Nací en 1982. Plena crisis económica, producto de la debacle
neoliberal instaurada a sangre y fuego por la dictadura militar. Que muy militar fue, pero fue apoyada,
sostenida, ideada y financiada por civiles que aún se pasean por los pasillos
del Congreso de nuestro lejano país.
Soy de una generación que nació en un régimen que creía
normal. Que no encontraba raro que el Presidente usara uniforme, donde la
televisión era la forma de entretención para la gran mayoría, que debió
quitarse a la fuerza el hábito de utilizar demasiado el espacio público. Pero todo eso no nos parecía raro. Porque éramos niños, y así había sido
el mundo siempre.
Pero un día
crecimos. Y nos fuimos enterando
de lo que iba pasando. Que mis
tíos y primos vivían fuera de Chile hace años, no porque lo decidieran planificadamente
como un mejor porvenir. Que cuando
vino el plebiscito, habían fundadas razones por las que la campaña del arcoiris
hacía llorar a mis tías, y la chasquilla de Buchi figuraba por todas partes en
la casa de otros tíos.
Soy de la generación que cuando se fue enterando que los
bombazos a medianoche, los titulares en letras negras, la sobre-utilización de
la frase “enfrentamiento con terroristas” y el miedo visceral a la policía, no
era normal. Y en tanto que nos
fuimos enterando de algunas verdades, nunca, pero nunca faltó el par, la amiga
de la amiga, o el tío que no es tío, que te dice “Usted no opine sobre eso, que
ni siquiera había nacido”.
Bueno. A todos
aquellos que un día nos dijeron eso, hoy puedo decirles, que el golpe de Estado
en Chile fue hace cuarenta años, y yo tengo 31. Eso quiere decir que me he pasado 31 años de mi vida
viviendo un Golpe. Y que a
nosotros, los de mi generación, también nos tocó la peor de las partes. Vivir un duelo de una masacre que
llevamos en el inconsciente, clavada en la memoria silenciosa de las madres que
nos amamantaron con miedo, de las profesoras que nos educaron omitiendo
verdades, de las mujeres que marcharon sin descanso, buscando sus parientes
asesinados y sus cuerpos desaparecidos.
Como si esto fuera poco, por añadidura, nos tocó hacernos cargo de
aprender lo que era una Democracia. Aprender valores de la República, sin confundirnos con los
actos cívicos de los días lunes, que llevaban la foto de Pinochet
enfrente. Nos tocó sacudirnos el
miedo, la ignorancia, el hambre y la miseria que vino después que los cañones
se enfriaron, el balcón fue reconstruido, y la junta se vistió de civil, para
sacarse el estigma de los lentes oscuros.

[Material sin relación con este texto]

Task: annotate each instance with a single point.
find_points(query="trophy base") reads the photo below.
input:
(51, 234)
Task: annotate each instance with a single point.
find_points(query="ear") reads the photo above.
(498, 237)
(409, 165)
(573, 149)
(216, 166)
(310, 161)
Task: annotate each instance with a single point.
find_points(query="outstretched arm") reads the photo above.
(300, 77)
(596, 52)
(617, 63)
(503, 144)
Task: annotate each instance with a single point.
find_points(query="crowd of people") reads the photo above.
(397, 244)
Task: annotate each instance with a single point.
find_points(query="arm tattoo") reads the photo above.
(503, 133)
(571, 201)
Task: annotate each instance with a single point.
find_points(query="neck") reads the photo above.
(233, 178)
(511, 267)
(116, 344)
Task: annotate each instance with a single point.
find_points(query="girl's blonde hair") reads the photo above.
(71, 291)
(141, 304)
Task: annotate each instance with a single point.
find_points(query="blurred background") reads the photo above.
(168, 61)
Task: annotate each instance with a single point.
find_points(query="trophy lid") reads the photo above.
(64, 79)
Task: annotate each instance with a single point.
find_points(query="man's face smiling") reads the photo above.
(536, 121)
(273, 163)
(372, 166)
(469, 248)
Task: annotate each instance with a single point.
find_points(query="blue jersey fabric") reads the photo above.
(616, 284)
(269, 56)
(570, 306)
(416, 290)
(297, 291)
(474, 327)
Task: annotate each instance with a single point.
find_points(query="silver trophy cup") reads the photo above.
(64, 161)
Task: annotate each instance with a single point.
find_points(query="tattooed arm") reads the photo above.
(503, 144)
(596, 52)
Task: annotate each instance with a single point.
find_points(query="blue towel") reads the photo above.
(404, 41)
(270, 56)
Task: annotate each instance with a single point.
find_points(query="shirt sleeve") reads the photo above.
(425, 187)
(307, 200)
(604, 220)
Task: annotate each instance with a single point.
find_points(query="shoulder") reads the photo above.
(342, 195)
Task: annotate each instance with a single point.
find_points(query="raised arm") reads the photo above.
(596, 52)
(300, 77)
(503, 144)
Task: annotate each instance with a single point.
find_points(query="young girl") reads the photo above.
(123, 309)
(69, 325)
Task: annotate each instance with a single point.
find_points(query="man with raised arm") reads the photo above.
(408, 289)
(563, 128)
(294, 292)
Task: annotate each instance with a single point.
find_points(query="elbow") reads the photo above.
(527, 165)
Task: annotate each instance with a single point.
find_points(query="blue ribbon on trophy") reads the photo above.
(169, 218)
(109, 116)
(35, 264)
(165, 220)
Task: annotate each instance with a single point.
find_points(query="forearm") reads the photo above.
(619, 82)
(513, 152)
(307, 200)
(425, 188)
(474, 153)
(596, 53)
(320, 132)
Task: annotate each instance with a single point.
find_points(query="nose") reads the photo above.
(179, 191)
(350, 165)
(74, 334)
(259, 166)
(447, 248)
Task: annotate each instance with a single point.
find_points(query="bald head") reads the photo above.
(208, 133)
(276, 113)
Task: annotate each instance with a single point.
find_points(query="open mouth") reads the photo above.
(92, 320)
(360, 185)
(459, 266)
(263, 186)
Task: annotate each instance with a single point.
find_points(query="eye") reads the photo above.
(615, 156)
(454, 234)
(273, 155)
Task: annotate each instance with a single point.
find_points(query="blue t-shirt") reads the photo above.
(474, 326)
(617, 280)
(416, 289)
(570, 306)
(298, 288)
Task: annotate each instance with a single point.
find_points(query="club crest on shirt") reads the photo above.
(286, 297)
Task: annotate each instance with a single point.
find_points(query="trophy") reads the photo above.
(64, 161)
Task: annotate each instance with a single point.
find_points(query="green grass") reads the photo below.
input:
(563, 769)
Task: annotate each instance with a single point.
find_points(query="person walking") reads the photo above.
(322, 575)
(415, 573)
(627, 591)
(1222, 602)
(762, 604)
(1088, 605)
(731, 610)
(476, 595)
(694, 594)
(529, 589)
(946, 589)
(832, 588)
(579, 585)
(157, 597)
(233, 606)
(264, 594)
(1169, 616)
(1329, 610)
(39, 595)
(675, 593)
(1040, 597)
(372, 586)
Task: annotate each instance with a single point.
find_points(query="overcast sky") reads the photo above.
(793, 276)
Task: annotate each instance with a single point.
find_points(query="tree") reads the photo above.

Y no nos quejamos de víctimas. Porque nuestra generación asumió la tarea con orgullo. Respirando y contando hasta mil, para
no caer en una discusión polar, ciega y bruta, que nos llevara de nuevo a lo
mismo. Por eso volvieron a
llenarse las calles de gente. Por
eso los estudiantes salieron a marchar con sus padres, abuelos y
profesores. Porque a los que no
nos tocó vivir el golpe, nos tocó nacer, crecer, educarnos, y sobrevivir en el
país que ellos intentaron refundar.
Lo que se les olvidó a ellos, es que por más que pase el
tiempo, el muerto siempre llega a la orilla. Tarde o temprano, el niño crece y se da cuenta que toda esa
infancia estuvo atravesada por el egoísmo y la falta de criterio de unos
pocos. Y eso se combate sabiendo,
aprendiendo, haciéndose cargo de una historia que todos y todas necesitamos,
merecemos y debemos saber. Una
historia que les contaré a mis hijos cuando sea el momento. Porque esa historia también es
suya. Porque los procesos no son
espontáneos. Y mis hijos y sobrinos
podrán estar orgullosos al decir que aunque su tía o madre nació después del 73, fue parte de la generación que debió hacerse cargo de tomar la pena de sus
padres, de sus abuelos, y convertirla en esperanza, en lucha por reconstruir,
lo que un día se intentó borrar de un golpe, con un Golpe.